I’m not very good at marking my Blogiversary. I did the first year but more by accident than design. The second year I posted on the day but on a completely unrelated topic and the third year I posted the day before and the day following but not on my actual Blogiversary. I believe it is customary to reflect on your previous Blogiversary posts but that seems a little pointless as I’ve done such a poor job in the past. Instead, I’m going to look forward, in an oblique kind of way.
On Stitchin Fingers, SharonB has started a topic "Who is setting goals for the New Year". I haven’t contributed to the discussion but I have been following it and inevitably it set me thinking about goal setting.
My initial thought was that I don’t set myself goals but of course this is not true, I guess we all do to some extent. I just don’t do it in a structured way.

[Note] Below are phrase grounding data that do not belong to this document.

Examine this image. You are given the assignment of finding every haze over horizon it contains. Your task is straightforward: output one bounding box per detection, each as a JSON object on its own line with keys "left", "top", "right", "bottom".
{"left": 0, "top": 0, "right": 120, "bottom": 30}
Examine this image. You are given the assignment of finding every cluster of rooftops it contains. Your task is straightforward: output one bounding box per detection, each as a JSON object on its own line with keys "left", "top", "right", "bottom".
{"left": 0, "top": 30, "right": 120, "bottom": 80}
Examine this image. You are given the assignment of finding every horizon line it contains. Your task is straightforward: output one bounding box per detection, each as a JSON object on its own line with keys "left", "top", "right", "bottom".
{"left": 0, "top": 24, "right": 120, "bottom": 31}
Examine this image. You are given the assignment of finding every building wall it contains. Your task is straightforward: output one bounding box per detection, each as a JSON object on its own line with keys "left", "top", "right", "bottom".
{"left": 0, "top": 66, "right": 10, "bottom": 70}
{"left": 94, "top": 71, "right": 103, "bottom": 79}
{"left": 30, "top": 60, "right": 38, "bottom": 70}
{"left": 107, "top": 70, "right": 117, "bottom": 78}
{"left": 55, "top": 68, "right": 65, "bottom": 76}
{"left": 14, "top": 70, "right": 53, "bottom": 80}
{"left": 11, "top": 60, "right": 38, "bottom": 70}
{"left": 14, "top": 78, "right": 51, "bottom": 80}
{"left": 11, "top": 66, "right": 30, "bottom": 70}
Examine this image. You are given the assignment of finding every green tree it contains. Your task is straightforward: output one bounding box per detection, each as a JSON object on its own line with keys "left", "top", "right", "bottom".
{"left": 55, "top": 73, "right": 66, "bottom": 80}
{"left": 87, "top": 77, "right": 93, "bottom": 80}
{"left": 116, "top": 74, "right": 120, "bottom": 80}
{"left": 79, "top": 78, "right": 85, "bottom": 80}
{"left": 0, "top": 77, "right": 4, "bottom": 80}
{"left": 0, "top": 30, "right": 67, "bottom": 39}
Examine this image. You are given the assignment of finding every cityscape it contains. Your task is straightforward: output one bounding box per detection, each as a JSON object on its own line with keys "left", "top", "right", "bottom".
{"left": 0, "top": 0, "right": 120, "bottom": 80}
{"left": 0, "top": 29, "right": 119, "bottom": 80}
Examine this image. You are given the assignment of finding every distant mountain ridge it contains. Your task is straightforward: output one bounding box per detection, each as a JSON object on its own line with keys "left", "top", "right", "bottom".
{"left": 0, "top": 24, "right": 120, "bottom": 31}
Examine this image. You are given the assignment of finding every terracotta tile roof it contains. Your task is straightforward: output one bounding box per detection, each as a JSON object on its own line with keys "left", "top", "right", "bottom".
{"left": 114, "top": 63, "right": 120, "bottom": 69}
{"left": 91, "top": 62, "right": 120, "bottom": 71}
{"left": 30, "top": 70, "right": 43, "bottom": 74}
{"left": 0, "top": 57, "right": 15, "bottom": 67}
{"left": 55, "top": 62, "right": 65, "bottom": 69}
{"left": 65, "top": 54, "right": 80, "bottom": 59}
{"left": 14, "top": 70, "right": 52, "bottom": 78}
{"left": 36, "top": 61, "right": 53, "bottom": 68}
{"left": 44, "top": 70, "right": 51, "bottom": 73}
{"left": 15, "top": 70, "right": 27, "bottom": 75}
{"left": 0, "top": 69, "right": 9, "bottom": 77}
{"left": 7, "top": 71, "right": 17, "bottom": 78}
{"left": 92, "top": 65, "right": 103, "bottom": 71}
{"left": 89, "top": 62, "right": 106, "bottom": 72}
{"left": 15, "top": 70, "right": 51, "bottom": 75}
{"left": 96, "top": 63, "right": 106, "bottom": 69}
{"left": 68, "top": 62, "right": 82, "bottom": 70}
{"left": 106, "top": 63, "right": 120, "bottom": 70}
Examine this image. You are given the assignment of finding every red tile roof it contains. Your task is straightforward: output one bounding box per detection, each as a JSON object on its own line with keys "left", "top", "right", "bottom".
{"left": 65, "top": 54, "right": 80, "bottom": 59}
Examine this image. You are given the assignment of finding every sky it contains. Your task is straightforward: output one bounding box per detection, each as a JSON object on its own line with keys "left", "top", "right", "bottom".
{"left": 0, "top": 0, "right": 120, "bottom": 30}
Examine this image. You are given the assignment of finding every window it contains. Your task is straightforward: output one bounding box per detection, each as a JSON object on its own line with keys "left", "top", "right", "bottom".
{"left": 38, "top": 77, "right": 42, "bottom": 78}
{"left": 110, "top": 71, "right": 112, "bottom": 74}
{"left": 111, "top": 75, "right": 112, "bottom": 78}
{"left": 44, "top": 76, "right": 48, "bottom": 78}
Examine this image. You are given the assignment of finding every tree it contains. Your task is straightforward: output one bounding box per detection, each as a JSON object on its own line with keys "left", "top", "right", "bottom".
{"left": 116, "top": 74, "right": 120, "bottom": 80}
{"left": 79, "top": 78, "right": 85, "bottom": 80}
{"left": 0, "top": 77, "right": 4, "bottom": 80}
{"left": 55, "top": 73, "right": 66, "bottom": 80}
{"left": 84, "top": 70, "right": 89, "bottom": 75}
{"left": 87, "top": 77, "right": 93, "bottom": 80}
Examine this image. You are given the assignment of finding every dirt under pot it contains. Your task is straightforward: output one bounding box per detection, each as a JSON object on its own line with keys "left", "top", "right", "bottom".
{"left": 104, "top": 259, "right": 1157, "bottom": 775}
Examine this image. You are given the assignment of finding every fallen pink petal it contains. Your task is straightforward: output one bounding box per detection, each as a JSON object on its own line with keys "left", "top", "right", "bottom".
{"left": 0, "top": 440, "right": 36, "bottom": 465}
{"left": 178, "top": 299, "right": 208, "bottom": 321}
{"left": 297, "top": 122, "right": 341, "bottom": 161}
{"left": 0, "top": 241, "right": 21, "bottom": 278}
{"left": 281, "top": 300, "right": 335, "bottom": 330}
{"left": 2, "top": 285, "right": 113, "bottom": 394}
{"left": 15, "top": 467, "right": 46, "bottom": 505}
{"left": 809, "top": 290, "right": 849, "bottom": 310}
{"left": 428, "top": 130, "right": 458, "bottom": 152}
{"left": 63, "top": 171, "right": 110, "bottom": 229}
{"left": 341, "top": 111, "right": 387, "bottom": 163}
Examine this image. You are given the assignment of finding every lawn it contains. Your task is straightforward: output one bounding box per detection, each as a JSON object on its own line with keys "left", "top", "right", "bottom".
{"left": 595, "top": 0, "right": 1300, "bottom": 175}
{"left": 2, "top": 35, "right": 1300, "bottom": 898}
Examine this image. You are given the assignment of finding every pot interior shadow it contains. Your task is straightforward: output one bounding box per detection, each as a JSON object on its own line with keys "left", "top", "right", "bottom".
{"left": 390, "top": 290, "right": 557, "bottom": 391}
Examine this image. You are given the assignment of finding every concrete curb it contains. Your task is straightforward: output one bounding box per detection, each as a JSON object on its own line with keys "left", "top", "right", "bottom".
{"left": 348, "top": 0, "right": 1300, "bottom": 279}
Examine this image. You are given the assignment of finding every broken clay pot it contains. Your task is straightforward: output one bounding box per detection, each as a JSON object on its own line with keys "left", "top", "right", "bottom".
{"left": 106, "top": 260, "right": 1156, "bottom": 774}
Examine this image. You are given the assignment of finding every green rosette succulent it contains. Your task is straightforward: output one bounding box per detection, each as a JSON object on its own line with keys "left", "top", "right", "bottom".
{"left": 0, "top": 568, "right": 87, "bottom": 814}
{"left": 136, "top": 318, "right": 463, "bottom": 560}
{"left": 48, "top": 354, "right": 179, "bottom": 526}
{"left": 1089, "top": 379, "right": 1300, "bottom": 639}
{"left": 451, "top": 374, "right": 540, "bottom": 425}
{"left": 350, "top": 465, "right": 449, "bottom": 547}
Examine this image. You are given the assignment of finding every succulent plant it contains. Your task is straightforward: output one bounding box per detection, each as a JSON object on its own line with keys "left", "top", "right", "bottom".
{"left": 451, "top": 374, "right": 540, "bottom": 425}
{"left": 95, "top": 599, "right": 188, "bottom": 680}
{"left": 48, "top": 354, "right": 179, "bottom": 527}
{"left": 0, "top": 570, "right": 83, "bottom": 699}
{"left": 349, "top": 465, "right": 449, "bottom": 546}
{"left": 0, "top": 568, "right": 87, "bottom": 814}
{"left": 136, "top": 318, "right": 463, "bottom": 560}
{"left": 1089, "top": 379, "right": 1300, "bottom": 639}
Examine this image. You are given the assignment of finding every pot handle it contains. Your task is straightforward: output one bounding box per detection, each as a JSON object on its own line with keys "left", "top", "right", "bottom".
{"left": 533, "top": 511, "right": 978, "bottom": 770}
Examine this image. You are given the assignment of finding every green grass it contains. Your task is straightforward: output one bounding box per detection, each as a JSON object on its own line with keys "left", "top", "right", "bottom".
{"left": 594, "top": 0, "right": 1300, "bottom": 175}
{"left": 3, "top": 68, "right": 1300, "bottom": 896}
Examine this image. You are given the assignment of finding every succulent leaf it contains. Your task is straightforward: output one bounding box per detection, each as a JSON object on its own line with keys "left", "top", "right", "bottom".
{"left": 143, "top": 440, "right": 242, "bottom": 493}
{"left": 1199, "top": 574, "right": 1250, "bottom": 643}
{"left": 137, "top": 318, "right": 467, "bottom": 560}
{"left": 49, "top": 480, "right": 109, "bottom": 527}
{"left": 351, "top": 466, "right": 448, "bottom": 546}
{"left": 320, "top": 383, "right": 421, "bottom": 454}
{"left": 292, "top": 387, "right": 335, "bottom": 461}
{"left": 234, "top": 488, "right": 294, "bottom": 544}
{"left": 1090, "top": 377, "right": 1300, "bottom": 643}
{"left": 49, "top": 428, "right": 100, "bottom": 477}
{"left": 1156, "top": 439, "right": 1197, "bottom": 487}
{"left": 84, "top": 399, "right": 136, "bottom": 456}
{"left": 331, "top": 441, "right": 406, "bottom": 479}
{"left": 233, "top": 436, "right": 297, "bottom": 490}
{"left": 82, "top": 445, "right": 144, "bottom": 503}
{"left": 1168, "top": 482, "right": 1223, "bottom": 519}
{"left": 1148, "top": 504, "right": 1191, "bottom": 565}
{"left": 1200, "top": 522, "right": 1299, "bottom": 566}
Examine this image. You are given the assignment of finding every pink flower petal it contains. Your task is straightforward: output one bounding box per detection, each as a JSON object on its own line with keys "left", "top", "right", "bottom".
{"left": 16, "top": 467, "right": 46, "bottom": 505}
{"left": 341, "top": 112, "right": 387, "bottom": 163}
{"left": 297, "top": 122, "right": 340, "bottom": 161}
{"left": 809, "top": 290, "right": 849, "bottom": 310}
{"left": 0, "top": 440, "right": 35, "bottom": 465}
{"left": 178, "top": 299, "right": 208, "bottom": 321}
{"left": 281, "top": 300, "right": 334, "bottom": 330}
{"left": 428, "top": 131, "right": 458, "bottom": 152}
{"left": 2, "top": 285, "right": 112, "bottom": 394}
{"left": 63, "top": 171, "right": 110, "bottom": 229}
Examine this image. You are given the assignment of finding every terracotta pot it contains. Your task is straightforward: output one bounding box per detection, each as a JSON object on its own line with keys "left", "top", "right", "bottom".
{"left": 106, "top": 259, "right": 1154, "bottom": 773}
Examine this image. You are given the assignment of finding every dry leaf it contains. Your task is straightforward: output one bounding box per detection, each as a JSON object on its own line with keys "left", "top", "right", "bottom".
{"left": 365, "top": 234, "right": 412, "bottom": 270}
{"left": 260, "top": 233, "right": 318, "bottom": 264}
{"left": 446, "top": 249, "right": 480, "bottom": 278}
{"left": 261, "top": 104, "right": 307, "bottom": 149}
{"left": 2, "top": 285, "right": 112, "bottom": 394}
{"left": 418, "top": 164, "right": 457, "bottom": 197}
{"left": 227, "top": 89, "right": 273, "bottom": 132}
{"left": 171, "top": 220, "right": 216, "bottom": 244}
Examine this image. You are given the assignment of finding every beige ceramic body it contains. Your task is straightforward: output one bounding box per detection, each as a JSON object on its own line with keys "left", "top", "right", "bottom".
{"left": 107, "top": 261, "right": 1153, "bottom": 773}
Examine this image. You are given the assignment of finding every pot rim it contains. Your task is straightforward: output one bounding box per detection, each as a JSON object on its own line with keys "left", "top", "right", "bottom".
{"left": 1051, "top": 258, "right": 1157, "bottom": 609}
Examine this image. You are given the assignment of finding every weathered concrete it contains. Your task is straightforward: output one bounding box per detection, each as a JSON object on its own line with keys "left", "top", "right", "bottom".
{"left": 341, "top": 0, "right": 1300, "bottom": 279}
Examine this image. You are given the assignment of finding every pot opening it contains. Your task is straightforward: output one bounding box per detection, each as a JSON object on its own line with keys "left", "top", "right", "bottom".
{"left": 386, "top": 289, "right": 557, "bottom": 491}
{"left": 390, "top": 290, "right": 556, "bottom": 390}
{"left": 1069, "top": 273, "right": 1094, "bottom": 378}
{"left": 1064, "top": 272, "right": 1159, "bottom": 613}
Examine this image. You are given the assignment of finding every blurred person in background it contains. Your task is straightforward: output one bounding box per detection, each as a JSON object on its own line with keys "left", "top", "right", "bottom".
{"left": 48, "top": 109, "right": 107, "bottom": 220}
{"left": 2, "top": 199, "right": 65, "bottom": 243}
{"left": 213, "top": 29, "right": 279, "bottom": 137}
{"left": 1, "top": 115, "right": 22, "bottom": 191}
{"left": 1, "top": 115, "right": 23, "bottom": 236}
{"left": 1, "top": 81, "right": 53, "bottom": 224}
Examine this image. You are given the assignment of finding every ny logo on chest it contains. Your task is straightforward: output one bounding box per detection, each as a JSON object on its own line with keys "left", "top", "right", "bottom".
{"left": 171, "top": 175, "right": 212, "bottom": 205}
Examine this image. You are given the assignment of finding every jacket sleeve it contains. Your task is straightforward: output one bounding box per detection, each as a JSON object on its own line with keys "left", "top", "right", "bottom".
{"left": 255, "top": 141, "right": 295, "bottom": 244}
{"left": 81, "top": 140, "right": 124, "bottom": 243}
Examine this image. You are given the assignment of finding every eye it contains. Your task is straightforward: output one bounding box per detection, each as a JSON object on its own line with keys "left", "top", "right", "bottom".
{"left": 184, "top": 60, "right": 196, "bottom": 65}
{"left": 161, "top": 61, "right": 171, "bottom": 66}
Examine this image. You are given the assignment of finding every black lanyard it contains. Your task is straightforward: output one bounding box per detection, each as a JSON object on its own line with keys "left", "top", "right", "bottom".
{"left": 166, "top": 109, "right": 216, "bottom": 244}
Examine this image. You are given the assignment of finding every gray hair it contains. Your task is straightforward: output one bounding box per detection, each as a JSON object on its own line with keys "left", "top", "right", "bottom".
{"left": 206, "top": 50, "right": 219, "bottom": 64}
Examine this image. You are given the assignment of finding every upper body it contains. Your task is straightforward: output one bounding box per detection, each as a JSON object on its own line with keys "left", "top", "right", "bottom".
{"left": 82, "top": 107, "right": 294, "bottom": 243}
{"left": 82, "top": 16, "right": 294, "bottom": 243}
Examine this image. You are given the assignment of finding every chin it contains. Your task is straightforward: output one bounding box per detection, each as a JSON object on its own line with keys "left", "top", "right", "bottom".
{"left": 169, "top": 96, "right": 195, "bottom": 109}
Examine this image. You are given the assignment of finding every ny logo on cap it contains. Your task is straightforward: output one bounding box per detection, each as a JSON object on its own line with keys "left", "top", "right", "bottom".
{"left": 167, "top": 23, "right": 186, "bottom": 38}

Sharon asked "How do you set [goals] just list them?" On one forum I have joined we declare our goals for the coming month. Many of my projects take several months to complete, so I tend to simply list my current projects and their deadline if it is imminent. "Do you consider how you are going to achieve them - or just overload and hope for the best?" I think that I definitely fit into the overload and hope for the best category. I find it difficult to say no – to myself, let alone anyone else. If I see a project that interests me, I add it to my 'to do' list and hope that I will find time to fit it in. So many of these projects never get off the ground, some get started but fall by the wayside and far too many get squeezed in at the last minute and become stressful rather than a pleasure. Sharon said "This list and overload is one way of not meeting goals." Hmmm, ain't that the truth!
Looking back at the last 4 years, 2007 was probably my most productive. It was also my most goal orientated year. That was the year that I took part in TAST. My plan was to work a small sampler for each stitch within a week starting from the day it was announced. Even though my samplers were small, they were still a lot of work to complete within a week and I soon started to miss my self-imposed deadline, non-the-less the goal remained and I pushed on throughout the year.
Compare that to 2010. This year has been the least productive of the 4 years. I 'planned' to do more than I could possibly achieve. There were at least two time consuming projects that I should have said no to but could not resist taking part. During the summer my mojo went missing for weeks and I think that can be attributed to overload. I have met the some of my goals, those I had committed to doing. Some of the projects that I might have preferred to be working on are yet to be started, and I might have enjoyed the projects I have completed more if I had not felt obliged to do them.
So how do I avoid falling into the same pit falls again? Sharon said, "A dream is a dream; a goal is a dream with a plan". It would seem that before I can set goals I have to consider my dreams. That’s scary. Why am I afraid to name my dreams? Well, it’s that old chestnut of being afraid of failure. Maybe it it time to start facing up to my dreams. Maybe it is time to stop thinking about all the reasons they may not be fulfilled. Maybe it is time to start making some plans and setting some goals.
Or maybe I'll wrap them back up in obstacles and prevarication and keep on overloading and hoping for the best!